Droit de la responsabilité civile

Amputation partielle, réparation intégrale

L’acquisition renouvelée d’une prothèse esthétique et d’une prothèse de sport ne peut être refusée à la victime au motif que, cumulée à la réparation de son préjudice esthétique et de son préjudice d’agrément, cet autre chef d’indemnisation reviendrait à enrichir la victime.

En première instance, l’auteur d’un accident de la circulation avait été condamné à réparer intégralement le préjudice subi par sa victime, amputée d’une jambe. 

Le jugement rendu avait été partiellement infirmé en appel, la cour ayant condamné le conducteur à verser à la partie civile diverses sommes en réparation de son préjudice corporel et, après avoir fixé le poste correspondant au coût d'achat d’une prothèse, sursis à statuer sur le coût de renouvellement de celle-ci et sur l'acquisition d'une seconde prothèse, « de secours ». 

Cette décision avait été cassée par la chambre criminelle (Crim. 5 avr. 2016, n° 15-80.577), au seul motif que la cour d'appel avait omis de fixer le terme du sursis à statuer. 

Sur renvoi après cassation, la cour d'appel avait été saisie par la victime d’une demande d'indemnisation au titre de l'acquisition et du renouvellement de ses frais d'appareillage relevant de ce que la nomenclature Dintilhac qualifie de « dépenses de santé futures » (DPS) et correspondant plus particulièrement, en l’espèce, aux frais nécessités par l’achat renouvelé d’une prothèse esthétique et d’une prothèse de sport, dépenses s’ajoutant à celles inhérentes à celui de la première prothèse, purement fonctionnelle.
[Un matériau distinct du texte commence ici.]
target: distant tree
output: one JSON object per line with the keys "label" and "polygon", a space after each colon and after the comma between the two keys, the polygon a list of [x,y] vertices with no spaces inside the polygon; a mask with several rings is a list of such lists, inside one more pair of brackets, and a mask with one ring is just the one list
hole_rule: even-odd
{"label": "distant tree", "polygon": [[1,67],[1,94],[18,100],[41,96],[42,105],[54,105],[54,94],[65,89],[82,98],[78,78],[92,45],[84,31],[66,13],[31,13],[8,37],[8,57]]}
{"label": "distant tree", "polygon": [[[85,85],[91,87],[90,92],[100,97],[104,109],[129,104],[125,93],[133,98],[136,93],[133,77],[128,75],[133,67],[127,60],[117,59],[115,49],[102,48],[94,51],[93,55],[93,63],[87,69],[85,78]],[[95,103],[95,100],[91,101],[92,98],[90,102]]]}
Pour rejeter sa première demande relative à l'acquisition et au renouvellement d'une prothèse esthétique, l'arrêt retint que la victime avait déjà été indemnisée de son préjudice esthétique par la première décision d'appel, sur ce point devenue définitive, à l’effet de réparer « les séquelles importantes ne pouvant être masquées à la vue des tiers, compte tenu des conséquences de l'amputation et de l'appareillage » ; la cour d'appel en déduit que le préjudice lié à l'inesthétisme de la prothèse dont la partie civile demandait réparation ne pouvait donc être à nouveau indemnisé. Pour rejeter sa seconde demande relative à l'acquisition et au renouvellement d'une prothèse de sport, l'arrêt retint, selon la même motivation, que l'impossibilité de pratiquer certaines activités sportives, dont le vélo, avait déjà été indemnisée en appel au titre de la réparation du préjudice d'agrément. 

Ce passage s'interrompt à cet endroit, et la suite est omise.